Retour à Séoul, de quoi ça parle ?

Sur un coup de tête, Freddie, 25 ans, retourne pour la première fois en Corée du Sud, où elle est née. La jeune femme se lance avec fougue à la recherche de ses origines dans ce pays qui lui est étranger, faisant basculer sa vie dans des directions nouvelles et inattendues.

Madmoizelle. Vous expliquez que vous ne vous considérez pas comme une actrice professionnelle mais comme une artiste plasticienne. Pouvez-vous nous parler de votre parcours et de ce qui vous a menée à ce film ?

Park Ji-min.

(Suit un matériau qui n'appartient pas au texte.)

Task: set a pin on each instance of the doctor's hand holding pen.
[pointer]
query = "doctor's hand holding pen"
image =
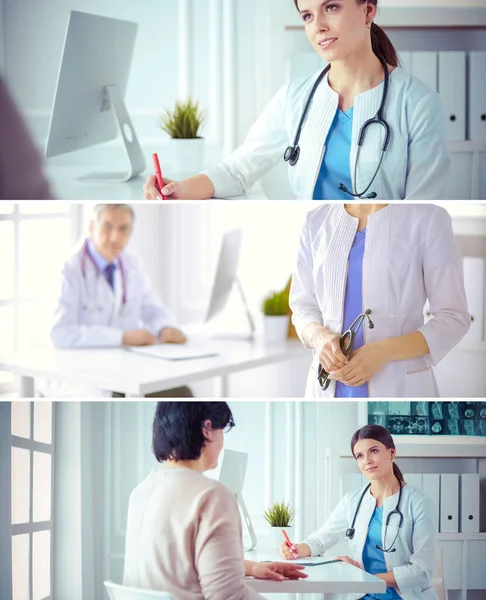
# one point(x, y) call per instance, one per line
point(142, 337)
point(199, 187)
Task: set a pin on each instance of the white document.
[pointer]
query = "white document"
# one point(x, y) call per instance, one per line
point(186, 351)
point(477, 96)
point(414, 479)
point(431, 487)
point(474, 283)
point(449, 503)
point(424, 67)
point(452, 89)
point(470, 503)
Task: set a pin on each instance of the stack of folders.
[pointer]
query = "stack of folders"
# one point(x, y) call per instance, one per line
point(456, 497)
point(459, 79)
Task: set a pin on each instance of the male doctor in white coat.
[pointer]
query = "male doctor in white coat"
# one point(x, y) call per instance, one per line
point(106, 297)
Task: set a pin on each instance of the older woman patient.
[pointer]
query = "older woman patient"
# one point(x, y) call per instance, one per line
point(184, 529)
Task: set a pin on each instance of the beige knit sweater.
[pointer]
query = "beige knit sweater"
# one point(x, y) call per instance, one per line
point(184, 537)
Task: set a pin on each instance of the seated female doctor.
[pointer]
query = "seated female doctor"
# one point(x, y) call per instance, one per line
point(363, 128)
point(368, 269)
point(390, 525)
point(184, 530)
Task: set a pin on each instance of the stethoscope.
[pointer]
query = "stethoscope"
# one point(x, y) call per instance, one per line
point(87, 256)
point(292, 153)
point(346, 342)
point(396, 511)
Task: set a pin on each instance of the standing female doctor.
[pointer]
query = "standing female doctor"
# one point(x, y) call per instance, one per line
point(390, 525)
point(362, 128)
point(370, 268)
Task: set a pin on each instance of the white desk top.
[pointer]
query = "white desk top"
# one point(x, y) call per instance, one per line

Je suis née en Corée et je suis arrivée en France à l’âge de 9 ans, où j’ai fait une école d’art. Après l’obtention de mon diplôme, j’ai commencé ma carrière de jeune artiste, en faisant des expos, des résidences étudiantes. J’ai rencontré le réalisateur Davy Chou par un ami commun, dont je suis très proche. Ils se sont rencontrés au Festival de films de Locarno en 2019, et Davy lui a parlé de son projet. Cet ami est d’origine coréenne, adopté par une famille française, donc c’est une histoire qui le touche.

Je suis très heureuse en tant qu’artiste plasticienne, si bien qu’au début, je n’avais pas spécialement envie de jouer dans le film. Jouer dans un film n’a jamais été un rêve ni même une envie pour moi.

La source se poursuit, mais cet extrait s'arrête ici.